Visually, my favorite moment in Dancing in the Flames occurs when Harvey and Woodman are discussing the cycles of creation and destruction in the universe. Harvey mentions that there is black hole at the center of our Milky Way galaxy that tears apart every molecule and atom it comes into contact with and rips it into nonexistence. He points out that this mysterious, destructive force is also what animates our galaxy and gives it life. The Milky Way spiral from the beginning of the film is overlaid on Woodman and Harvey; several ballet dancers appear, overlaid on the milky way, and they dance atop this cerulean swirl of destructive creativity. Woodman and Harvey seamlessly amplify the stories of a single life into the vastness and enormity of our cosmic situation, which is exemplified by the image of the dancers and the galaxy. In a way, this image and the final portion of their conversation sums up the entire film.

Dozens of ballerinas with white tutus dance around a floating blue swirl; they dance atop a black void, as if dancing in space.

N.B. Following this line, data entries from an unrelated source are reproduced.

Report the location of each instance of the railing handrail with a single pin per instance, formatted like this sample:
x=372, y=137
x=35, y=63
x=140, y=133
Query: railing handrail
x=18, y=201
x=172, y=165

Margot Fonteyn and Rudolf Nureyev dance at the center of the Milky Way galaxy.

In one of the final scenes, Woodman sits and journals at her desk. Someone on the crew, perhaps Greydon Reid, asks her what she is writing. She exclaims, “Too late!” “What?” he asks. She immediately begins reading her journal aloud, which ends with the phrase “Too, too late!” Then, she forcefully says, “Uh!” The exclamation comes from a deep place in her gut, and she and the crew  burst into laughter. She tosses down her glasses and her eyes light up. She smiles. She is smirking at herself, giggling at her own unabashed intensity. It’s a lovely moment where Woodman is not saying, “This is who I am,” rather, she is being it. In a way, this scene encapsulates what Dancing in the Flames is really about: Woodman’s commitment to being herself and living her life as authentically as possible, whatever the cost.